La situation économique et sociale catastrophique que connaît actuellement la Syrie fait que l’Église du Christ garde toute sa pertinence au milieu des autres acteurs engagés dans la solidarité, Églises voisines ou ONG. Les personnes qui en franchissent le seuil – arméniennes, arabes, chrétiennes ou musulmanes – y reçoivent un accueil inconditionnel et bienveillant, avec discrétion et sans contrepartie. La qualité de cet accueil est un témoignage en soi et vient souvent fortifier la personne en détresse qui perçoit que sa dignité est respectée. Les personnes qui viennent demander de l’aide pour le financement de soins, des questions matérielles ou une bourse scolaire sont invitées à un temps d’écoute et de dialogue avec le pasteur Bchara qui les reçoit et garde, avec leur accord, une trace de leur récit de vie, comme un témoignage pour les générations à venir.
Une œuvre sociale
Le SAC, le centre d’action sociale de l’Union près de Beyrouth, était aussi à l’origine une œuvre missionnaire, créée par des Suisses à l’époque où la localité de Bourj Hammoud n’était encore qu’un camp de réfugiés accueillant des rescapés du génocide.
Le SAC soutient les personnes défavorisées de la communauté arménienne dans de nombreux domaines. Plusieurs publics sont aidés : les familles, les enfants et les jeunes, les personnes âgées isolées et les réfugiés syriens. Avec la grave crise libanaise qui a débuté fin 2019, le nombre de nouvelles personnes accueillies ne cesse d’augmenter au point que ce sont, comme à l’Église du Christ, des centaines de bénéficiaires qui sont soutenus.
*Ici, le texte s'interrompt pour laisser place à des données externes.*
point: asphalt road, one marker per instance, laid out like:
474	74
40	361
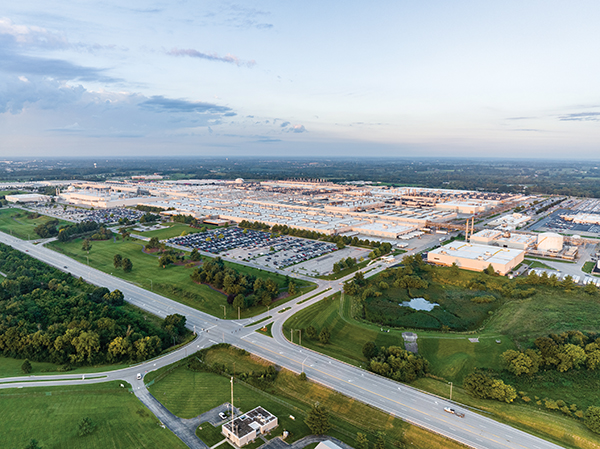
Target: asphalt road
398	399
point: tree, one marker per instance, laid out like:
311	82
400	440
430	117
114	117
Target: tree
127	265
239	301
85	427
311	332
33	444
380	441
369	350
26	366
362	441
318	420
591	419
324	336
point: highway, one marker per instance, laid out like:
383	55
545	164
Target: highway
400	400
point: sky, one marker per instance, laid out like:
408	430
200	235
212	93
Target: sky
319	79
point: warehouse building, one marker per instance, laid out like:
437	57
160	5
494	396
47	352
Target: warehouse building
476	257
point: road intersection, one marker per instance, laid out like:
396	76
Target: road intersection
407	403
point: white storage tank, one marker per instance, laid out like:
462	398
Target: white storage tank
550	241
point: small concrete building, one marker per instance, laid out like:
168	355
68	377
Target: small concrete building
245	428
477	257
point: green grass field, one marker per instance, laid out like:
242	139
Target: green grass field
173	230
188	393
51	415
452	356
14	222
173	282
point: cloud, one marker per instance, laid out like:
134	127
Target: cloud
32	35
581	117
160	103
268	140
23	65
228	58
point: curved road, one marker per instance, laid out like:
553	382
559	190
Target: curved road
410	404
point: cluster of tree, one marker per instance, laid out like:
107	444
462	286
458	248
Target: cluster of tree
47	229
237	286
120	262
47	315
72	231
312	334
149	218
396	363
483	385
567	351
343	264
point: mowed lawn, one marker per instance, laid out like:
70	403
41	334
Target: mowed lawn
173	281
51	416
191	393
347	336
549	311
454	357
14	222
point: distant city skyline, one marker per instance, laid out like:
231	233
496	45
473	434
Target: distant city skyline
352	79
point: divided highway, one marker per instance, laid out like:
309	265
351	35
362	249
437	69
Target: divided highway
410	404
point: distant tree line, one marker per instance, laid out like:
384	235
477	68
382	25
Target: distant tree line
242	290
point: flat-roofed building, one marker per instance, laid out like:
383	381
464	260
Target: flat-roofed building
246	428
28	198
476	257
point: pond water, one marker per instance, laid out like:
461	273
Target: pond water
419	304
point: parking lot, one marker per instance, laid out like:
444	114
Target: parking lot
77	214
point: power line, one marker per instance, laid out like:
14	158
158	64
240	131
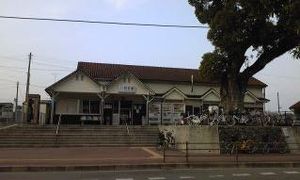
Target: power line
106	22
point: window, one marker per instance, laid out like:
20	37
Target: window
196	110
189	110
90	107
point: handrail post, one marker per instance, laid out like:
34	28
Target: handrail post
127	129
236	154
186	152
164	154
58	124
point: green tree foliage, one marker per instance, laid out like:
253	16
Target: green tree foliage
259	30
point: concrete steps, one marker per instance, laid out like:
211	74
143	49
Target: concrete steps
78	136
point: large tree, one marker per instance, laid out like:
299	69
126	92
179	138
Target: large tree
246	30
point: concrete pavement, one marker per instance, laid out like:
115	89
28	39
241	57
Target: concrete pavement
105	158
174	174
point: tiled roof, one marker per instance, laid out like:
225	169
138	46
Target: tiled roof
296	106
98	71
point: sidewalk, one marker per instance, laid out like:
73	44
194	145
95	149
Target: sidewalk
105	158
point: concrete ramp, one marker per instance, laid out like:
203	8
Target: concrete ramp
201	139
292	137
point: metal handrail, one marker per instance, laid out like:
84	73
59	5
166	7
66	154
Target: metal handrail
58	125
127	128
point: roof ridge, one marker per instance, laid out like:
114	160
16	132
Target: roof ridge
132	65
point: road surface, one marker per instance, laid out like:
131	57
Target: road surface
178	174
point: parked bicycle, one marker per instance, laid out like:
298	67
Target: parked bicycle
166	140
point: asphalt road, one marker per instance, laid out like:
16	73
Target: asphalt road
205	174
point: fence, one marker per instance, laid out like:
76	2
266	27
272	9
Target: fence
240	152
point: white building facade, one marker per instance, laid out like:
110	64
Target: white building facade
114	94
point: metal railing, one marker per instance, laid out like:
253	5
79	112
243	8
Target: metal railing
127	128
188	152
58	125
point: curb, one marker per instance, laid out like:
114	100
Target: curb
146	166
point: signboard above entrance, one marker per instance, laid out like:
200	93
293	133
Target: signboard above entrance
127	89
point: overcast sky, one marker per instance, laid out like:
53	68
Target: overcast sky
57	46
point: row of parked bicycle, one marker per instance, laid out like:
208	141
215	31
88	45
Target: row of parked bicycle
253	119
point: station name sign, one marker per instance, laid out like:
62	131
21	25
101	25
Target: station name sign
127	89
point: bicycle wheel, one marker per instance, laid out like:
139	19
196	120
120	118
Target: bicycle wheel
230	121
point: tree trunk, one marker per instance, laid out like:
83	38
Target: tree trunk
233	90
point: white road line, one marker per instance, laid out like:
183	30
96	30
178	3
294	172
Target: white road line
267	173
186	177
241	174
156	178
291	172
217	176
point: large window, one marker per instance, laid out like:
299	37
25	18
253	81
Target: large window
90	107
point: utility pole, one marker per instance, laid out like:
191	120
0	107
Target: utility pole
278	103
17	99
27	89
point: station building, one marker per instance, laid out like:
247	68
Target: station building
116	94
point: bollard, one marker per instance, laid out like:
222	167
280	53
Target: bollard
164	154
236	155
186	152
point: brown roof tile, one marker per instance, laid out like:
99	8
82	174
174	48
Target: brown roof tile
99	71
296	106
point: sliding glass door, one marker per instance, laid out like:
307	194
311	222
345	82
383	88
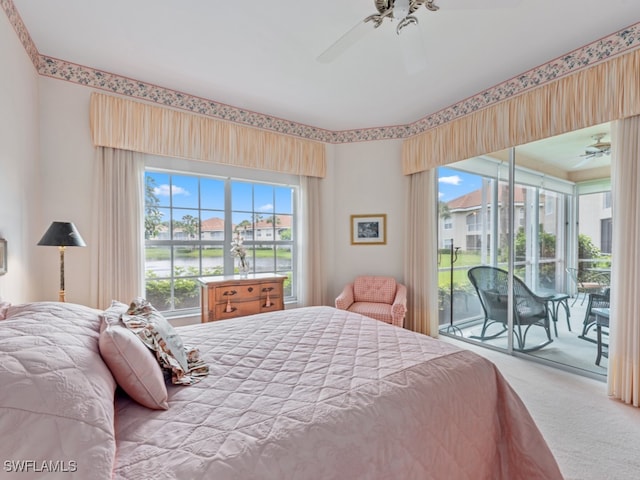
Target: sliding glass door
523	236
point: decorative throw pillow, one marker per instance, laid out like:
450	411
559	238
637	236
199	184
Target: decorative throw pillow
157	333
133	366
112	314
4	306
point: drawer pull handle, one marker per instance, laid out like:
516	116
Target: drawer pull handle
268	301
229	308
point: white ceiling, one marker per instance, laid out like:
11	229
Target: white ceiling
261	56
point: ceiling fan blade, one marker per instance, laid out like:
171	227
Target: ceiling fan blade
346	41
476	5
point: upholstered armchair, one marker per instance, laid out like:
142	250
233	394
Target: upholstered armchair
377	297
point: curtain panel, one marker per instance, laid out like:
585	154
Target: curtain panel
420	260
605	92
125	124
623	375
117	257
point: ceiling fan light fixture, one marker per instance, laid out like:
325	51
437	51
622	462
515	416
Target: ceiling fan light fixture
401	9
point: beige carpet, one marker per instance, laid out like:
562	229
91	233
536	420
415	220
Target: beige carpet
592	436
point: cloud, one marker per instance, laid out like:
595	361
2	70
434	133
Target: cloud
452	180
164	191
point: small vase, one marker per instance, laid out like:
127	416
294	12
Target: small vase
243	268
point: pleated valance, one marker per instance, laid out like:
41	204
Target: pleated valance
125	124
605	92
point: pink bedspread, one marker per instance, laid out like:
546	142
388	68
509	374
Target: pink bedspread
319	393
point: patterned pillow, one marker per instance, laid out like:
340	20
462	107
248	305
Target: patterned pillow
133	366
157	333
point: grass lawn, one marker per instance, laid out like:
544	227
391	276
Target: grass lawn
162	253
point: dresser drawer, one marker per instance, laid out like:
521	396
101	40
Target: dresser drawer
238	309
275	304
241	296
273	289
245	291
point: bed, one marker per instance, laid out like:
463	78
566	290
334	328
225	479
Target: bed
308	393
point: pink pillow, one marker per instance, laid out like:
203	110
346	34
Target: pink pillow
133	365
4	306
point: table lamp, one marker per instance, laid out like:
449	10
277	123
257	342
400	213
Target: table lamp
62	235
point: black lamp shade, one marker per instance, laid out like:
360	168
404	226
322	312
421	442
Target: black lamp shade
62	234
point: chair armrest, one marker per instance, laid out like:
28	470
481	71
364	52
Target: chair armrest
345	299
399	306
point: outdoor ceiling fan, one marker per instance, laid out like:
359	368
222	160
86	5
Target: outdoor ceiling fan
402	12
595	150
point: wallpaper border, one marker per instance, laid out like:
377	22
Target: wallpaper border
596	52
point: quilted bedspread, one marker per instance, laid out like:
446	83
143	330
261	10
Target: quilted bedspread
319	393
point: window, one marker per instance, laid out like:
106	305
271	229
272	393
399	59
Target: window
474	222
606	235
189	224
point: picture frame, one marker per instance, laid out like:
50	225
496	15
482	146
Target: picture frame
3	256
369	229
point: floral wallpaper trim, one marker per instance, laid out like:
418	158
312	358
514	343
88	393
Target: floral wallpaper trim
22	32
608	47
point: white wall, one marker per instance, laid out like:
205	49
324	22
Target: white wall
366	179
47	175
67	158
19	176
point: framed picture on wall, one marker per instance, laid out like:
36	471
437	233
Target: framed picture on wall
369	229
3	256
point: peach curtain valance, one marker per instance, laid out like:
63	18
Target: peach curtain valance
605	92
121	123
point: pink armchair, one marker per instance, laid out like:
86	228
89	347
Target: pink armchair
377	297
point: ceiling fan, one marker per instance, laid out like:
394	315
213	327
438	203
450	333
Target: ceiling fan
402	12
595	150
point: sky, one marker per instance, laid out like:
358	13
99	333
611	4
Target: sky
245	197
454	183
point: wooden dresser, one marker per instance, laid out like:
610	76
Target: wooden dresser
230	296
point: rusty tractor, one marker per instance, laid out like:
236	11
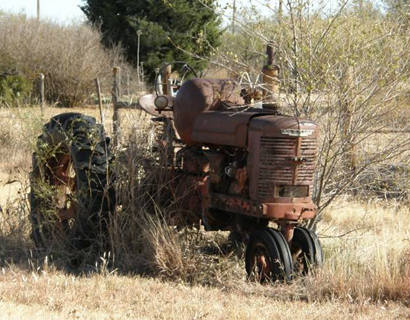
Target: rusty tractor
250	171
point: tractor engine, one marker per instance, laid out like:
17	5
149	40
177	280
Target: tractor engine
245	165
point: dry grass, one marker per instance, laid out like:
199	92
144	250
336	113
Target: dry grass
197	275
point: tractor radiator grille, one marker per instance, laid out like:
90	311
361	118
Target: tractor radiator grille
276	167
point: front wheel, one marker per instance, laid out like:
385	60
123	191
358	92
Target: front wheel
268	257
306	250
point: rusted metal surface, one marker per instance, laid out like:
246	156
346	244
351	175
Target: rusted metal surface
222	128
200	95
276	158
287	230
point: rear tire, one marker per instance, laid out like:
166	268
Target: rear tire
71	194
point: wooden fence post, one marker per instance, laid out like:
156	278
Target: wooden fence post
98	87
42	94
115	99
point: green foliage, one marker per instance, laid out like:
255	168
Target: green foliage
14	89
178	30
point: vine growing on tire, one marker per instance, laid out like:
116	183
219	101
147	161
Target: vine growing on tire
72	194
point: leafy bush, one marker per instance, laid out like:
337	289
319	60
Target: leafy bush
14	89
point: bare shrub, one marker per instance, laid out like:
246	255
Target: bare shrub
71	57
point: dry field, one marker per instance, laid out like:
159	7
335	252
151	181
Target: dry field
366	273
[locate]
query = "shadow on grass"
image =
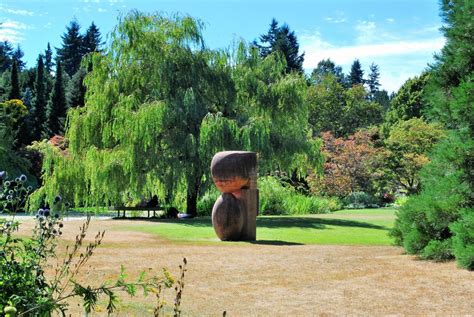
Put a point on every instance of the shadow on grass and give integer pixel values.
(273, 222)
(274, 242)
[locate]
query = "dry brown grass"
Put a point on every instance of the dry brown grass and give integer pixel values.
(270, 280)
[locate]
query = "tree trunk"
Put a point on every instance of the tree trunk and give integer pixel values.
(191, 202)
(192, 195)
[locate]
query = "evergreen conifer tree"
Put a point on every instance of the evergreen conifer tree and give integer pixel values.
(56, 108)
(15, 83)
(6, 55)
(356, 76)
(77, 89)
(17, 56)
(373, 81)
(38, 111)
(92, 40)
(71, 51)
(48, 59)
(325, 67)
(282, 40)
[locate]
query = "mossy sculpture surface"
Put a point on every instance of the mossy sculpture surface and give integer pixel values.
(234, 214)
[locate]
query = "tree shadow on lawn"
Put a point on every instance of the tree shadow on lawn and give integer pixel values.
(274, 222)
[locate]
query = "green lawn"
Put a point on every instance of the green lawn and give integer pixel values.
(345, 227)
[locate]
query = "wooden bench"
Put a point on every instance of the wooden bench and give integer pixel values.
(124, 209)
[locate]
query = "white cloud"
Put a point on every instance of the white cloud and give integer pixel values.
(366, 31)
(338, 17)
(17, 12)
(335, 20)
(10, 35)
(9, 24)
(12, 31)
(398, 60)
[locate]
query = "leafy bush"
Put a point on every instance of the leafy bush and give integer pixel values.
(277, 199)
(13, 193)
(357, 200)
(26, 288)
(401, 200)
(426, 219)
(463, 240)
(438, 251)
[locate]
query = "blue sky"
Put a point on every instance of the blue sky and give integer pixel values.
(400, 36)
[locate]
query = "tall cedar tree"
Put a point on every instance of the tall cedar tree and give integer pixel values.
(71, 51)
(77, 89)
(57, 107)
(325, 67)
(92, 40)
(38, 111)
(282, 40)
(17, 56)
(48, 59)
(6, 55)
(15, 83)
(439, 222)
(356, 76)
(373, 80)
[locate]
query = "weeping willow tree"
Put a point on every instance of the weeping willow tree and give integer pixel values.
(159, 104)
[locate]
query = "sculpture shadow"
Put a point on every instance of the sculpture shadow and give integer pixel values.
(273, 222)
(274, 242)
(312, 223)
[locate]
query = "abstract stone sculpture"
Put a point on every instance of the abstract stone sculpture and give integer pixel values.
(234, 214)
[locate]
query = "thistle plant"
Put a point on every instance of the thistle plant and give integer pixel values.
(27, 290)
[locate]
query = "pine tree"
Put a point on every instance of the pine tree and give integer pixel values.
(71, 51)
(48, 59)
(92, 40)
(282, 40)
(17, 56)
(356, 76)
(6, 56)
(437, 224)
(38, 111)
(14, 82)
(373, 81)
(325, 67)
(57, 107)
(77, 89)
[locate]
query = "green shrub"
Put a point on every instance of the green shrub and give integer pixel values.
(425, 220)
(26, 288)
(463, 240)
(358, 200)
(277, 199)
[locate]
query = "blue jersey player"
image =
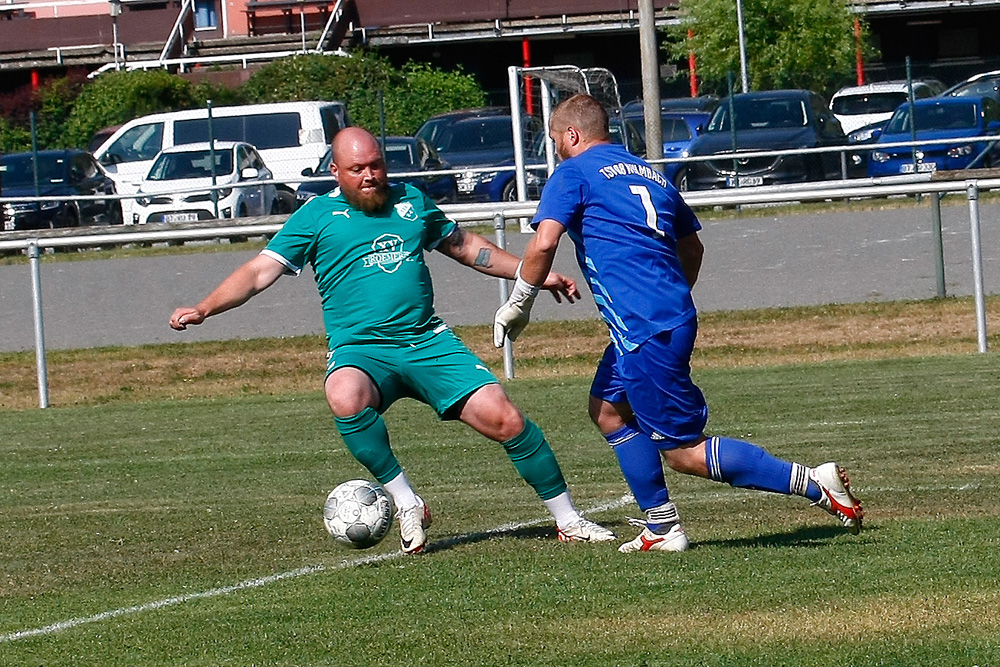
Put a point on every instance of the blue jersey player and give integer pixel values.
(637, 245)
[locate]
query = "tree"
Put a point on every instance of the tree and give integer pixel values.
(789, 43)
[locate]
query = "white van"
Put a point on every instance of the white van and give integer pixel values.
(290, 136)
(857, 106)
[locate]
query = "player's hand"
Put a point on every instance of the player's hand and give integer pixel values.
(182, 317)
(513, 316)
(561, 286)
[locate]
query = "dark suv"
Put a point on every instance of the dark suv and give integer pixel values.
(482, 138)
(765, 121)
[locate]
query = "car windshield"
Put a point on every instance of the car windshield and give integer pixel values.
(477, 134)
(988, 87)
(400, 156)
(18, 170)
(855, 105)
(935, 117)
(190, 164)
(761, 114)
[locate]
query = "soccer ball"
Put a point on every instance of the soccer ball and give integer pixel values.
(358, 514)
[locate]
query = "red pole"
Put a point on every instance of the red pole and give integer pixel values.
(691, 68)
(859, 58)
(529, 100)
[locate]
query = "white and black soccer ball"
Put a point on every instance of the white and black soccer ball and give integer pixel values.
(358, 514)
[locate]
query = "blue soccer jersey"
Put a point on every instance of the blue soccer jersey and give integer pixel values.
(624, 219)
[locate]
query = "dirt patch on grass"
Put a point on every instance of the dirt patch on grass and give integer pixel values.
(294, 365)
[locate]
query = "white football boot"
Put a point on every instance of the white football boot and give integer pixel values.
(413, 522)
(835, 486)
(673, 539)
(584, 530)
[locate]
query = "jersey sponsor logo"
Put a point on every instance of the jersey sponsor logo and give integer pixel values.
(405, 210)
(387, 253)
(632, 169)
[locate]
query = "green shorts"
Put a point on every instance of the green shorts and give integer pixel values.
(439, 371)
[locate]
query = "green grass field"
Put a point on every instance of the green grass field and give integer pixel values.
(189, 532)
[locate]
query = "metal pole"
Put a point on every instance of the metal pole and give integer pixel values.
(500, 225)
(732, 128)
(913, 118)
(744, 75)
(550, 147)
(517, 128)
(938, 244)
(36, 302)
(972, 192)
(650, 83)
(302, 25)
(211, 159)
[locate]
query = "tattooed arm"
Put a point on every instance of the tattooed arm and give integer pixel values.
(477, 252)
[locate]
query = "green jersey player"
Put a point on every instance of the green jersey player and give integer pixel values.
(366, 242)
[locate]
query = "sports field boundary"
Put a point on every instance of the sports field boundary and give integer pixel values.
(260, 582)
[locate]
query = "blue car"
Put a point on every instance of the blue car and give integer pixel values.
(974, 124)
(477, 139)
(679, 130)
(60, 173)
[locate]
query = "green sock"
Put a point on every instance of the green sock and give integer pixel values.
(367, 439)
(535, 462)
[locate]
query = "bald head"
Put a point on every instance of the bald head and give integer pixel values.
(577, 124)
(359, 168)
(352, 141)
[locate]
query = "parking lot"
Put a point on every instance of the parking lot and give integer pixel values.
(757, 260)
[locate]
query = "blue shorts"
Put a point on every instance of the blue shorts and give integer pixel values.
(655, 380)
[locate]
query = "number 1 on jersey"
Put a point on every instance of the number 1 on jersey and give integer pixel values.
(642, 192)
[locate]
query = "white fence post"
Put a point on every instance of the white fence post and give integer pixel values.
(36, 302)
(500, 225)
(972, 192)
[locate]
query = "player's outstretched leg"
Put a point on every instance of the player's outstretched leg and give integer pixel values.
(837, 498)
(745, 465)
(534, 460)
(641, 465)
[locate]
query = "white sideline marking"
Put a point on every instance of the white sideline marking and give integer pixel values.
(264, 581)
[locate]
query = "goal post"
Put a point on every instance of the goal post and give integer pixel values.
(548, 85)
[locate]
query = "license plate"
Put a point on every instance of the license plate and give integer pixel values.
(922, 167)
(180, 217)
(744, 181)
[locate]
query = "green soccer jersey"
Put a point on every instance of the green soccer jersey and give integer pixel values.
(369, 268)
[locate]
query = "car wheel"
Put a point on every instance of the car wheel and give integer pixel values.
(116, 217)
(284, 202)
(680, 180)
(68, 218)
(510, 191)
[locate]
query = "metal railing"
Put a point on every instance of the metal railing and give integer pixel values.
(498, 214)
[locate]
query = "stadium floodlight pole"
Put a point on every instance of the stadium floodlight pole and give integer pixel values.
(650, 83)
(744, 76)
(116, 10)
Les trois assistantes sociales permanentes du Centre font de leur mieux pour recevoir chaque personne et évaluer ses différents besoins : médicaux, alimentaires, financiers, matériels, psychologiques, spirituels… Ainsi des familles se sont vues aidées pour réparer leur logement suite à l’explosion du port de Beyrouth (août 2020) et d’autres suivent des sessions de psychothérapie pour faire face aux traumatismes engendrés par la situation de grande incertitude qui règne au Liban depuis plusieurs années. Un groupe de femmes syriennes et libanaises participent aussi à des cours de gymnastique, une occasion de détente et de partage qui contribue à leur faire retrouver du courage et de l’énergie. Une attention particulière est portée aux besoins concernant la petite enfance comme le lait en poudre infantile et les couches pour bébé : ce sont des produits qui sont chers et connaissent souvent des pénuries. Les personnes âgées sont visitées et suivies : certaines d’entre elles se retrouvent seules suite au départ en exil de leurs enfants et peuvent être démunies lorsque la maladie ou le grand âge les touchent.
Le SAC met aussi en œuvre toute une série de programmes spécifiques pour les enfants et les jeunes. Du soutien scolaire avec un suivi personnalisé est proposé pour une quarantaine d’élèves l’après-midi, après l’école. Jusqu’à 80 enfants se retrouvent les samedis matin pour un centre aéré chrétien et durant les vacances d’été, ce sont plus de 5 semaines de rencontres et d’activités qui sont offertes à une centaine de participants. Ces moments incluent des temps de prière, d’animation biblique et de prévention à l’égard des risques présents dans le quartier (drogue, délinquance, abus, décrochage scolaire…). L’espace du SAC est limité mais l’enthousiasme de tous ces enfants n’en est que plus décuplé !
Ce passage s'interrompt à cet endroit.